The British government has signalled it may take unilateral action to give supermarkets and suppliers more time to adapt to post-Brexit trading rules with Northern Ireland.

Brandon Lewis, the Northern Ireland secretary, told the Commons on Wednesday that later in the day he would set out a “new operation plan” for sending goods from Great Britain to Northern Ireland.

“We are taking forward a series of further temporary operational steps which reflect the simple reality that there is more time needed to adapt and implement new requirements as we continue our discussions with the EU,” he said.
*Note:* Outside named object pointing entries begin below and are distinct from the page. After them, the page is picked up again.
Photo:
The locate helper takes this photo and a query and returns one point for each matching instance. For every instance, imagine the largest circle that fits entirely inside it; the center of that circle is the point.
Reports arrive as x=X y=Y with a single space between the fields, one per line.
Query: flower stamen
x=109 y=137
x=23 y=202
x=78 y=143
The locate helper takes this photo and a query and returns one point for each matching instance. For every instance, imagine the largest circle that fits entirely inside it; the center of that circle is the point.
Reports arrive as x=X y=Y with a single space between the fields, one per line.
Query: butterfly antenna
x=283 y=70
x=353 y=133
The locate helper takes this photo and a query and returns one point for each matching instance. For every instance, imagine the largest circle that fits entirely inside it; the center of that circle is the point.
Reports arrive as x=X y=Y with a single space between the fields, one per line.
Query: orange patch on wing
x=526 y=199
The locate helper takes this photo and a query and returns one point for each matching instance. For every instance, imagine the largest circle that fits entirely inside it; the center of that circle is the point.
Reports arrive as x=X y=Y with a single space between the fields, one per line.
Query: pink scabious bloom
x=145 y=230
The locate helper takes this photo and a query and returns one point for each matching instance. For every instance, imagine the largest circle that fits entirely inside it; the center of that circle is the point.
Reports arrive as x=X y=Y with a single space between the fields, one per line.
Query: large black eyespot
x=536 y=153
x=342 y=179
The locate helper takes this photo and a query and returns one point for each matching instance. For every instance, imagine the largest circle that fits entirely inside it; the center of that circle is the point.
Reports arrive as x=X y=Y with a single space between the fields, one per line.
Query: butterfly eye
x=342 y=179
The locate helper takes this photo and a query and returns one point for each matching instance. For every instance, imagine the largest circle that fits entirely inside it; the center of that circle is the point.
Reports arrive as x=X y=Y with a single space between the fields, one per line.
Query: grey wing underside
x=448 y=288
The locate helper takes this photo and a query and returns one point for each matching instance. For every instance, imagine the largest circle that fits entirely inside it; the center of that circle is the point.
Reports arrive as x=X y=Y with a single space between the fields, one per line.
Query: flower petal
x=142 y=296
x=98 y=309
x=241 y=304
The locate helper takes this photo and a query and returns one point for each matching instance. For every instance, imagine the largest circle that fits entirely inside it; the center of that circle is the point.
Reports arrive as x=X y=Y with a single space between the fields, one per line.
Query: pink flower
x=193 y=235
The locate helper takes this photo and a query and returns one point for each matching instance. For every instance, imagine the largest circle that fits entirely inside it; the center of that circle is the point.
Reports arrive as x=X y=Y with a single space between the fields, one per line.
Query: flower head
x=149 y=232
The announcement will sound alarm bells in Dublin and Brussels that Downing Street may attempt to tweak the Northern Ireland protocol, the part of the Brexit deal that keeps Northern Ireland a part of the EU’s single market for goods.

Boris Johnson, speaking after Lewis, told MPs Northern Ireland’s position within the UK internal market was “rock-solid and guaranteed”. He said the government would reinforce that with operational “easings” to protect food supplies and other areas, pending further discussions with the EU.

Checks on goods arriving from Great Britain have disrupted supply chains and triggered protests from Northern Ireland’s unionist parties, which say the protocol undermines the region’s status in the UK.

EU and UK leaders have held talks to ameliorate disruption but failed to break the impasse. Last week, both sides pledged to reach a “pragmatic solution”, with the UK agreeing to develop new plans to respond to problems with supermarket supplies.

The UK has asked for a two-year extension to all grace periods for Irish Sea border checks including those on food, parcels, plants and medicines, but so far Brussels has balked.

It is unclear if the British government will unilaterally extend grace periods. Lewis’s statement to the Commons made no mention of the EU agreement but later said he would hold an informal meeting with the European commission vice-president Maroš Šefčovič.

Grace periods have delayed full application of checks. The first of those periods is to expire at the end of March, which will trigger more stringent checks on food and parcels and probably louder protests from unionists.

There was no immediate response from the EU commission.

Neale Richmond, a member of the Irish parliament and a European affairs spokesman for the ruling Fine Gael party, gave a cool response. “Rarely is anything unilateral a good idea,” he tweeted. “Engagement between HMG and EU ongoing, focus should be there with regards the post-Brexit protocol.”

Disruption to supermarket and parcel deliveries and the continued refusal of some high-street chains to deliver in Northern Ireland have heightened tensions among loyalists and unionist parties who have vowed a campaign of peaceful resistance.

The DUP agriculture minister, Gordon Lyons, has halted work on permanent post-Brexit border control posts in Northern Ireland. Existing temporary border posts continue to operate.